Il cantante tuttavia è molto attivo. Lo show di Plant a Lucca è stato uno dei momenti più attesi della stagione live italiana. Il cantante ripartirà con nuovi live negli USA a novembre.

Robert Plant ha parlato del suo nuovo album in uscita a fine settembre con il progetto Saving Grace, un collettivo di musicisti del Midlands che lo accompagnerà anche dal vivo. Con loro, Plant ha riscoperto atmosfere lontanissime dall’hard rock reinterpretando classici dei Led Zeppelin come The Rain Song o Four Sticks, ma senza cedere alla tentazione di alzare il volume o di suonare i grandi successi della band.

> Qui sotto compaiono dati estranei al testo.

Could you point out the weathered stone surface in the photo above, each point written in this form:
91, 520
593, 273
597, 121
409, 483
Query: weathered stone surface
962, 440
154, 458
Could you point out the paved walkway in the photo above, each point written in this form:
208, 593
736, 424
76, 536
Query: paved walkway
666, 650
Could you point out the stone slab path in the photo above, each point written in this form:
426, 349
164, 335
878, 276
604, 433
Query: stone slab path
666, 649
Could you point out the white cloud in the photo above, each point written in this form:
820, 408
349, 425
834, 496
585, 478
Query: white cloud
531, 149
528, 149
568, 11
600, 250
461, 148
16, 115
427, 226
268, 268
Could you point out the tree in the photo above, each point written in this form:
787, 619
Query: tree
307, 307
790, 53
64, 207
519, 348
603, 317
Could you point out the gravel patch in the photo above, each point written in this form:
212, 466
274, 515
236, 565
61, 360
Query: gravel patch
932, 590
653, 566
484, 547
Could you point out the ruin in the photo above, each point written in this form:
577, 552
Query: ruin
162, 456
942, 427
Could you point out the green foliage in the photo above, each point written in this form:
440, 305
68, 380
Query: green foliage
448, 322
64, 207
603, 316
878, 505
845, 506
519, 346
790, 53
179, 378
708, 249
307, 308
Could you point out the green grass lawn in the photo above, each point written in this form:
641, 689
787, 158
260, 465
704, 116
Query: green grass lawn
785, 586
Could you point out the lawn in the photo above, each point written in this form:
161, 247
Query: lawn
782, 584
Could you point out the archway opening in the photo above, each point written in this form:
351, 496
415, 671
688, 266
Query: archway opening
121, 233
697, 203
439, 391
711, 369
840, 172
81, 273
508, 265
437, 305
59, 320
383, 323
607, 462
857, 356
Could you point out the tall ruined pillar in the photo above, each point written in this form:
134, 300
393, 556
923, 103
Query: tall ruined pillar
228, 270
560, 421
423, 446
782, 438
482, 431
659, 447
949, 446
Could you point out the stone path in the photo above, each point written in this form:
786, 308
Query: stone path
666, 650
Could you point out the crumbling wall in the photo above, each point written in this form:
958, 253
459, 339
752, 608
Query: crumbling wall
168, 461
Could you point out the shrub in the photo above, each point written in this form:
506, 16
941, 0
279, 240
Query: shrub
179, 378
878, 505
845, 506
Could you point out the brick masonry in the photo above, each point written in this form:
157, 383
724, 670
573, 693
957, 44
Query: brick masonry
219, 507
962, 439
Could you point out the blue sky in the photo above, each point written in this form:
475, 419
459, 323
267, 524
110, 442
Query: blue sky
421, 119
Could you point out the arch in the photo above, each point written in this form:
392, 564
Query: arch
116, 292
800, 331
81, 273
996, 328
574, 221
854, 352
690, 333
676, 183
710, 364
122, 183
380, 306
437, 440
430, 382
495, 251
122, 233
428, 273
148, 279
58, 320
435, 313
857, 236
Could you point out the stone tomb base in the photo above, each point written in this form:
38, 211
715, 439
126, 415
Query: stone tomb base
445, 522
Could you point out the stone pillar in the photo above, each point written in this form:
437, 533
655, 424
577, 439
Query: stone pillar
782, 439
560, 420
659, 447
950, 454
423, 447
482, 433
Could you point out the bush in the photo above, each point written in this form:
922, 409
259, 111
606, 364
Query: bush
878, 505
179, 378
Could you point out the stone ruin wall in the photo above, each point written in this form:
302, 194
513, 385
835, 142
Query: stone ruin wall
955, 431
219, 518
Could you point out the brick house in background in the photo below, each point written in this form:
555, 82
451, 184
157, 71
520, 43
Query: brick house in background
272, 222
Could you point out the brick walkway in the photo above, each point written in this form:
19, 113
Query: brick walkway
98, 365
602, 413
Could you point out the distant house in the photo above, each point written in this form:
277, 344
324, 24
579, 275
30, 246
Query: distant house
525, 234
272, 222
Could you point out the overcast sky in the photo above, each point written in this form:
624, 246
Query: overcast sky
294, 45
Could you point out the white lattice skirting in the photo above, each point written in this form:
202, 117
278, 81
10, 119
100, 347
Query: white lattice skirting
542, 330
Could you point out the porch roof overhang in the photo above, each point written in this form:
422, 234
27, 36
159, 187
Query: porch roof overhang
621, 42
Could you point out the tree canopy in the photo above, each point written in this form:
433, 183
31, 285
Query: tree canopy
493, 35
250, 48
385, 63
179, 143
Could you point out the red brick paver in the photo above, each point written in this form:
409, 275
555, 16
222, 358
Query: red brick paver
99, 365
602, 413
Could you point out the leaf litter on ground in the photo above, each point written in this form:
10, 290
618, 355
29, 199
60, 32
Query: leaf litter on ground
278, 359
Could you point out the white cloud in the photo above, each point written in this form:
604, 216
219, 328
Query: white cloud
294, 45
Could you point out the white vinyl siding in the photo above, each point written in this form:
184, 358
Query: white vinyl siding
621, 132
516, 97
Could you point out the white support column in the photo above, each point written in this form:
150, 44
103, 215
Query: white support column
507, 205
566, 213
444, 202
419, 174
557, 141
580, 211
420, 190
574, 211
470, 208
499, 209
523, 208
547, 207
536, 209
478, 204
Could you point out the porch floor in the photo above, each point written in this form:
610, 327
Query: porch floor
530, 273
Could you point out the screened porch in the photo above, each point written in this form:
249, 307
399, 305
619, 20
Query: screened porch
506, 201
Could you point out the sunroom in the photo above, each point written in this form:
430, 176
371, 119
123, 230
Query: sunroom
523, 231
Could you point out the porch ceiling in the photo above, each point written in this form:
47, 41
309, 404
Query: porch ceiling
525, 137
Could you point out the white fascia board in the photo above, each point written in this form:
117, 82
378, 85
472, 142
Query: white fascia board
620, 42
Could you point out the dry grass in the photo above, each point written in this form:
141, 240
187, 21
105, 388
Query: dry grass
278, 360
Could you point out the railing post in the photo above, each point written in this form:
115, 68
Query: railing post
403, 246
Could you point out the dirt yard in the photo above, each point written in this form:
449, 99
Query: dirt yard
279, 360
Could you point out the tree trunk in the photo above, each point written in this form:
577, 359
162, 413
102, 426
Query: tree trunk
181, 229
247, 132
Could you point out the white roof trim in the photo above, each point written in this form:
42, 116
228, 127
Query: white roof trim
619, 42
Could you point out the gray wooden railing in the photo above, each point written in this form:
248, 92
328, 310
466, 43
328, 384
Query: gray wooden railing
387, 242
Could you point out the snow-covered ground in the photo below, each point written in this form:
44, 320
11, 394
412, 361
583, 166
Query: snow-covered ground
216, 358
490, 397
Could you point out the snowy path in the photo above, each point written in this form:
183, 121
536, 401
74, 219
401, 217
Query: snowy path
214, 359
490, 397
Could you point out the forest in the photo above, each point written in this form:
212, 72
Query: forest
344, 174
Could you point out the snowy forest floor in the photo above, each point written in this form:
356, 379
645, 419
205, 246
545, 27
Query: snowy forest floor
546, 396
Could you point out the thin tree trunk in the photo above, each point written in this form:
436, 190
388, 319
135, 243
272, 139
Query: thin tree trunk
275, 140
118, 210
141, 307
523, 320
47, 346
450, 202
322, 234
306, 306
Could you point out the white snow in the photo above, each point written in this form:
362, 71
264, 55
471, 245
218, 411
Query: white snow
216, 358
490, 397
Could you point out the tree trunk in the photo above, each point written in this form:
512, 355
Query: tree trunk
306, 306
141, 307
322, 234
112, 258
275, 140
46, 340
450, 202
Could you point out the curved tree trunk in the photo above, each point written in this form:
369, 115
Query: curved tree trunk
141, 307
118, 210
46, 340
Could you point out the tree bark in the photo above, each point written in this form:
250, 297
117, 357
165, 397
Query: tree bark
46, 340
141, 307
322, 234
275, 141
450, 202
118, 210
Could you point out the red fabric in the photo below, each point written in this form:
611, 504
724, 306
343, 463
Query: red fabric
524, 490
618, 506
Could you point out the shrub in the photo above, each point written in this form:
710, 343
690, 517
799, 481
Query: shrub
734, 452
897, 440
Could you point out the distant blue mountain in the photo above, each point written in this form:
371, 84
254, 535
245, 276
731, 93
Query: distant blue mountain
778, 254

Plant spiega perché: “Cosa sono i successi? Come si legano all’oggi? Sono ricordi, memorie. Ma la vera grandezza dei Led Zeppelin sta in pezzi come For Your Life o Achilles Last Stand, momenti di pura invenzione e potenza creativa”.

Per Plant, riproporre Stairway To Heaven o altri classici significherebbe snaturare la sua visione attuale della musica: “Non è che non mi piaccia, non mi piace l’idea di quello che rappresentano ora – chiarisce – i Led Zeppelin erano rischio, avventura, improvvisazione, sensazionalismo. Fare qualcosa solo per accontentare il pubblico sarebbe stato tradire quello spirito”.

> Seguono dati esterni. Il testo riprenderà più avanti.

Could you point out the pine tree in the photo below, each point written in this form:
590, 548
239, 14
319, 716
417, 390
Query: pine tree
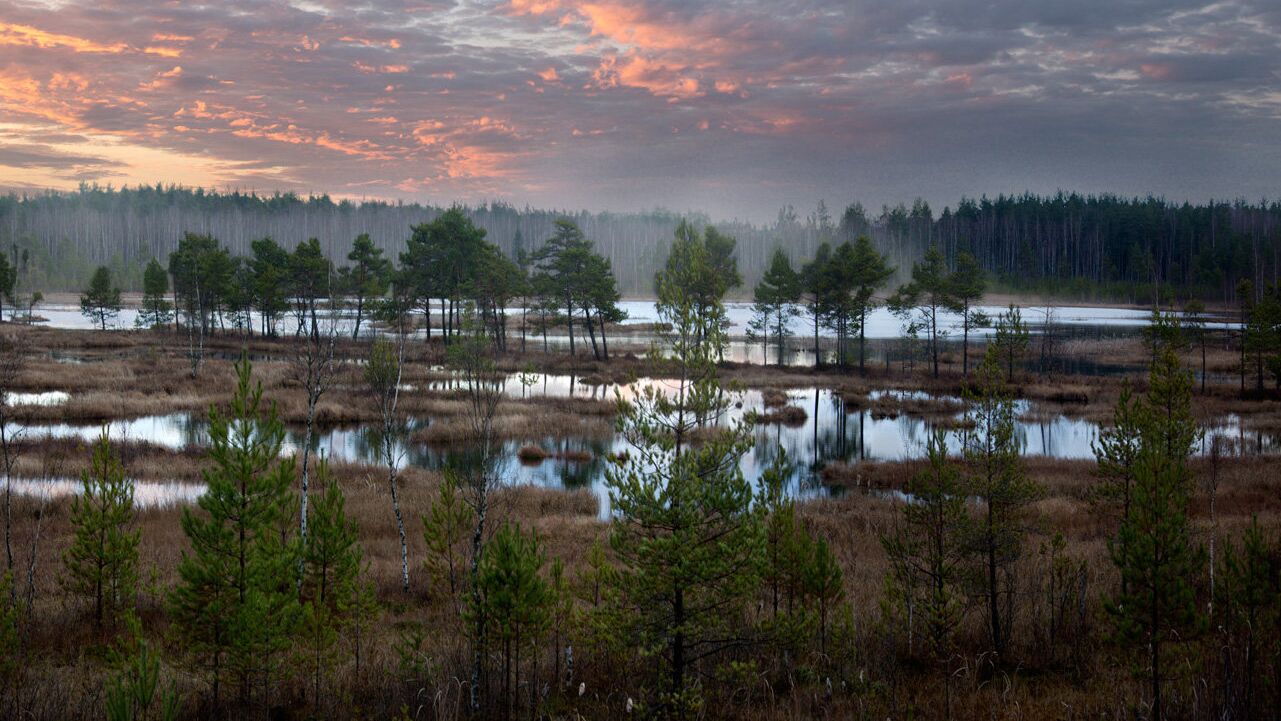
684, 528
135, 693
928, 296
775, 300
928, 551
814, 281
1117, 451
103, 558
156, 310
1010, 338
871, 270
1153, 550
100, 302
369, 275
236, 598
826, 584
1252, 616
514, 602
997, 479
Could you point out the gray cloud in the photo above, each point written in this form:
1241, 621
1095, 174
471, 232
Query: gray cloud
734, 106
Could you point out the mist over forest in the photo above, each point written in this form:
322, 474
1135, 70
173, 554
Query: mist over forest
1067, 245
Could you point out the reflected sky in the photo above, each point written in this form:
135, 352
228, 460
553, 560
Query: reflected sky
832, 432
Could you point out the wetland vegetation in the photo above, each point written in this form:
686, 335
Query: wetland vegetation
442, 506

Plant: “Non si torna al passato solo perché la gente ha nostalgia”

Il cantante guarda avanti con serenità, ricordando il passato con gratitudine ma senza nostalgia. Nel 2007 per il Celebration Day che è diventato anche un film e che di fatto è stato il primo live dei Led Zeppelin, con il figlio del compianto Paul Bonham, Jason, dietro i tamburi a distanza di 27 anni dalla loro ultima edizione del 1980, si è celebrato un capitolo definitivo. L’ultimo: “Suonare di nuovo insieme fu fantastico quella del 2007 fu una notte magica, ma anche un addio. Da allora ho trovato nuovi compagni di viaggio, nuove strade. Non c’è bisogno di tornare indietro” conclude Plant ribadendo che un’altra reunion dei Led Zeppelin non è nei piani e, probabilmente, non ci sarà mai più.